Then he explained that his niece was the only one person in his household acquainted with the secret of the basket and the bell; that by her help he could provide a mattress and provisions for his son; but without it he would be forced to hazard the most dangerous inconveniences.
Roderick was commanded to return into the cavern passage, while his delighted father prepared his kinswoman for her new guest; and he listened greedily to catch the answers Annette gave to her uncle's tale. He heard the hurry of her steps preparing, as he supposed, a larger supper for the old laird's table, with the simplicity and hospitality of a Highland maiden. He was not mistaken. When the bannocks, and grouse, and claret were arranged, Campbell presented his restored son to the mistress of the feast. Roderick was pale and dumb as he looked upon her. She came before him like a dream of some lovely picture remembered in his youth; and with her came some remembrance of his former self. The old laird, forgetting that his niece had been but a child, and his son a stripling, when they parted, indulged the joy of his heart, by asking Annette a thousand times whether she remembered her betrothed husband; and urging his son, since he was still unmarried, to pledge his promised bride.
Annette, whose predilections in favour of her cousin had been created by association—for she remembered him as far back as her recollections went—rejoiced at his reappearance, after so long an interval, and seemed by no means disinclined to listen to her uncle's proposition.
Besides the persons just mentioned, there were present in the apartment an old woman, and a dog, also evidently advanced in years. The latter, upon the entrance of Roderick, saluted him with a loud bark; but, strange to say, suddenly paused in the middle of his hostile demonstrations, and, after smelling for half-a-minute, as if he was investigating what sort of person the intruder was, quietly retreated to his place by the fireside, apparently satisfied that all was right.
The fire on the hearth was replenished, and burned cheerfully. Immediately opposite to the dog, on one side of the ingle, sat the woman. She was aged, and bent almost double, with no apparent sense of sight or hearing, though her eyes were fixed on the spindle she was twirling; and sometimes, when the laird raised his voice, she put her lean hand on the hood that covered her ears.

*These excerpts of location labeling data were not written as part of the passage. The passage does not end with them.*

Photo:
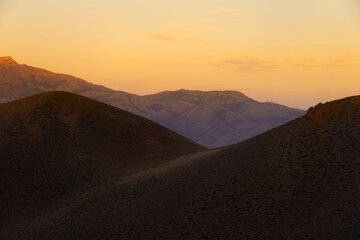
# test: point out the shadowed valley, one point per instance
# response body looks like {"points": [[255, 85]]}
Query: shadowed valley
{"points": [[212, 119], [297, 181]]}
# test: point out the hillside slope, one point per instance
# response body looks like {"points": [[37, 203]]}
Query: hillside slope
{"points": [[55, 144], [213, 119], [298, 181]]}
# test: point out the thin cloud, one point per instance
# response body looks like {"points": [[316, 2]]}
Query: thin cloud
{"points": [[223, 10], [248, 65], [159, 36], [338, 61]]}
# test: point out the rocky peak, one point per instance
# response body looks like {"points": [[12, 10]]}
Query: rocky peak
{"points": [[7, 61]]}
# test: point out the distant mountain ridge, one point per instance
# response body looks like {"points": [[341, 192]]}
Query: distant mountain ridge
{"points": [[213, 119], [297, 181]]}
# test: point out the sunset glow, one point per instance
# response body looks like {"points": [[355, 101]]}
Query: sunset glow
{"points": [[295, 52]]}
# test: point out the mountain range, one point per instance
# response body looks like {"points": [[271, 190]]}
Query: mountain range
{"points": [[74, 168], [212, 119]]}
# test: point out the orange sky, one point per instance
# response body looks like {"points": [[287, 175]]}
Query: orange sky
{"points": [[296, 52]]}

"Do you not remember poor old Moome?" said Annette; and the laird led his supposed son towards the superannuated crone, though without expecting any mark of recognition. Whether she had noticed anything that had passed, could not be gathered from her idiot laugh; and she had almost ceased to speak. Therefore, as if only dumb domestic animals had been sitting by his hearth, Campbell pursued his arrangements for his son's safety, advising him to sleep composedly in the wooden panelled bed that formed a closet off this chamber, without regarding the half-living skeleton, who never left her corner. He gave him his blessing, and departed, taking with him his niece and the key of this dreary room, promising to return and watch by his bedside. He came back in a few minutes; and, while Roderick couched himself on his mattress, took his station by the fire and fell fast asleep, overcome with joy.

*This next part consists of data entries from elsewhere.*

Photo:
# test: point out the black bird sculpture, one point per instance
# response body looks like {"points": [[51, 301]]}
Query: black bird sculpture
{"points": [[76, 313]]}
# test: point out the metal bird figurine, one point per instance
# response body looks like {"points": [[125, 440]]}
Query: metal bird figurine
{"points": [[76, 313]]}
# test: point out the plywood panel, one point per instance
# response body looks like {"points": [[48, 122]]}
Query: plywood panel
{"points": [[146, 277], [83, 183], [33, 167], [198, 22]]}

The embers gradually sunk on the hearth, and the light diminished in proportion. Roderick, who had lain awake for some time, began to feel the approach of sleep; and, whilst in a state of transition, he observed, by the dying embers of the fire, the old woman cautiously rise, and, removing the dirk from the side of her sleeping master, approach his bed with cautious step and silent tread. The astonishment of Roderick at beholding this infirm creature advance, with a purpose so evidently hostile, was so great, that, in place of jumping from his couch, and wresting the weapon from the hands of its weak and attenuated possessor, he lay fascinated, as birds are said to be by the eyes of the rattlesnake, until the actual advent of the apparent assassin. The motions of the beldame were carefully watched in a quarter which she little suspected; for she barely reached the couch on which her intended victim reposed, and was about to raise her arm to strike, than the aged dog sprang at her throat, and brought her to the ground, from which she never rose again: the frail thread of her existence had been snapped by the suddenness of the onset.
This unexpected occurrence awoke the lord of the tower, who, springing up, beheld the nurse lying on the ground, with the dog growling over her.

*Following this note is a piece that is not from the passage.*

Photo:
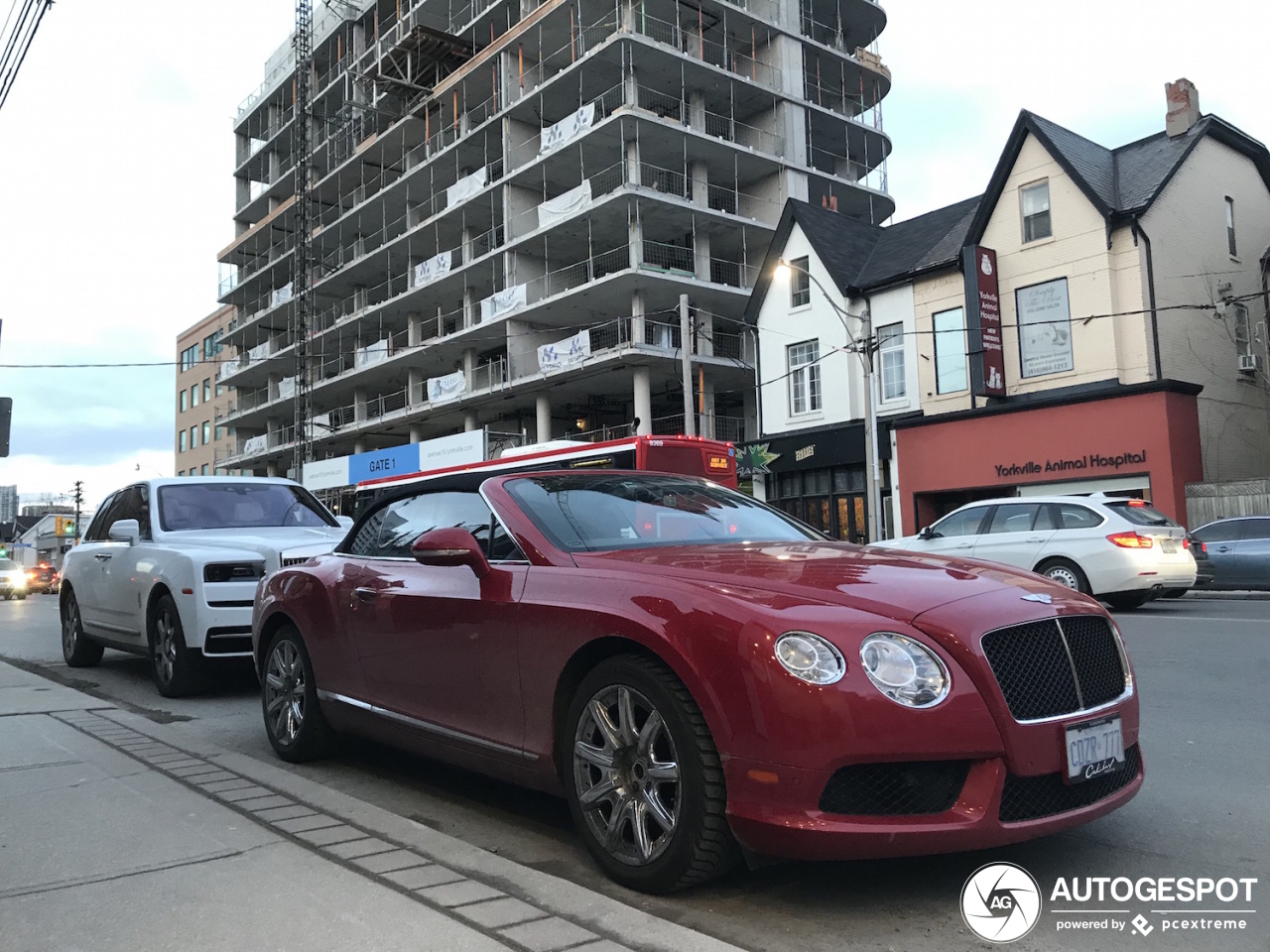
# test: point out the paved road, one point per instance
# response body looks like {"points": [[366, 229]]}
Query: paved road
{"points": [[1202, 665]]}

This at once aroused Roderick from his trance; and he briefly explained to his father the singularly mysterious scene he had witnessed, and the fact of his rescue by the wonderful sagacity of the dog.
The father was perfectly amazed that such an attempt should have been made on the life of his son by one whom he naturally supposed would, as his vassal, have rather died a thousand deaths than have touched a hair of the head of the son of her chief. The only plausible ground he could assign for this murderous attempt was the insanity of the old woman, who, perhaps, perplexed by the unexpected appearance of a stranger in a place where none had heretofore been, had, by some hallucination, fancied him a robber; and, under this impression, had boldly gone forward to do battle for the laird.